Now, with the tenth anniversary of “The Phantom Menace” almost upon us, I can see why the new trilogy—The Phantom Menace, Attack of the Clones, and Revenge of the Sith—was not as warmly welcomed by fans or critics as the original films were back in the 1970s.

Lucas made a mistake.

His mistake began in 1997, by re-releasing the old saga retouched, which irked many of the original fans. We were the original fans… kids back in 1970s, middle-aged by the 1990s, who desired something more in a storytelling experience than Jar Jar Binks and Baby Vader. In the 1970s, we were the kids who bought the sparkly t-shirts and plastic toys—we made Lucas rich, in other words. After all, the new saga was supposed to be a tragedy. Hardly fitting for kids.

In preparing the new films, Lucas could have made a less pocket book-oriented decision by aiming the films at an older audience. The new saga, with its darker themes, really begged for a more mature storytelling experience. But instead, he went straight for the kiddies again. Certainly an easier, more profitable route. But one which lost him many of the original fans.
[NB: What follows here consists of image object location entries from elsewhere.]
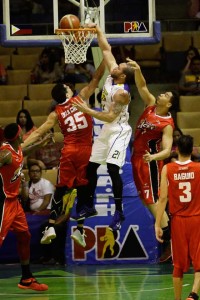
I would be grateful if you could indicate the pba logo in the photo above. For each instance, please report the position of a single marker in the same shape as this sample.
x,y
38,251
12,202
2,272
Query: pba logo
x,y
107,245
134,26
We were no longer his audience.

Still, long ago that night, as we drove back through the never-ending Robert Redwood forests of scenic Highway 101 and through sparkling Crescent-City-by-the-sea (locations for the planet Endor in Return of the Jedi), everything was magical for me and my friend.

The sky opened up through the trees like a glittering jewel.

We were singing Ewok songs to keep ourselves awake. You remember those songs from the original Jedi, before Lucas re-worked the films in the 1990s? I memorized those songs, believe it or not, once upon a time. And I could sing them from heart.

“This is the first time I’ve ever driven 22 hours for lunch,” my friend yawned.

I nodded sleepily. Twenty-two hours in a rental car in the dead of night.

It was like driving to another galaxy… far, far away.